I had my camera and some drawing materials. One of the weekend goals was to find subjects for my next group of paintings. In the past year I have found myself less and less interested in the cultivated world and drawn instead to the wild. When I bring that imagery onto a surface to begin a painting, the synergy of what already exists in me and what is still wild and unspoiled about the world, totally engages me as an artist. From those two elements come abstractions– a thousand tiny ones, cobbled together into a mosaic that people recognize as how the world is/could be/used to be. It’s my meditation on the fragile, unnoticed earth, rambling on in its own way, thirty yards behind the shopping center or a mile off the interstate.

That evening, under a giant fir tree we enjoyed cocktail hour and cooked our dinners. I had tried to be imaginative with my choices of dehydrated foods, but the Trail Masters put me to shame. I have a lot to learn. In such a stripped down, simplified existence good food and drink take on an exaggerated importance. The hunger is intense and nutrition important. My first efforts were gruesome– oversalted, and insensitive. With almost no experience of prepared foods I was a lamb up for slaughter at the grocery store. Next time, I decided, I would try concocting my own recipes and drying my own fresh vegetables.

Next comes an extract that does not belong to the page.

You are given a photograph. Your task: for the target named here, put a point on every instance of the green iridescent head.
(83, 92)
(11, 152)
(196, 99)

We found enough wood to build a campfire and enjoyed telling stories as darkness arrived. Finally, in the tent, lights out, I realized that one of the things I love most about sleeping outside is the sounds. When there is no sight, only sound, you become keenly aware of your surroundings. Even at home I will sometimes get up in the middle of the night and open the window to climb out of my hermetic chamber and sense what is out there. The rush of night air and night sounds always soothes. Oddly enough, at that high altitude, there was NO sound. There were no crickets, no frogs, no birds. When the wind blew the fir trees would make the sound of ocean waves. But if there was no wind, there was no sound. I cannot remember ever having experienced that level of silence. At home, when I turn out the light, my tired ears will roar with exhaustion from too much sound. But lying in my sleeping bag, they did not roar. I heard something tiny and faint and realized it was the sound of my eyelashes against my pillow as I blinked. In the middle of the night there was the distinct sound, very needlelike, of small raindrops on the tent roof, and close to morning, the wild ponies whinnied

On Saturday we hiked a segment of the Appalachian Trail, over a ridge, and around a valley to another ridge, making a giant loop that took all day. The ecosystem at nearly 6000 feet was so different from the lower elevations. There were fewer species there than I would have expected. I noted fewer than 10 varieties of wild flowers, but many mosses, ferns, and mushrooms. We calculated that we hiked 8 miles, climbing much of it. The first mile was such difficult going it took us hour and half. I struggled to keep my consciousness open to the beauty and peace and closed to the whining. It was a long day, and at the end we all groaned…a lot, but took pleasure in what we’d seen. I hope the paintings that come from this adventure are strong enough to carry the spirit of that place, and that hunger in my soul.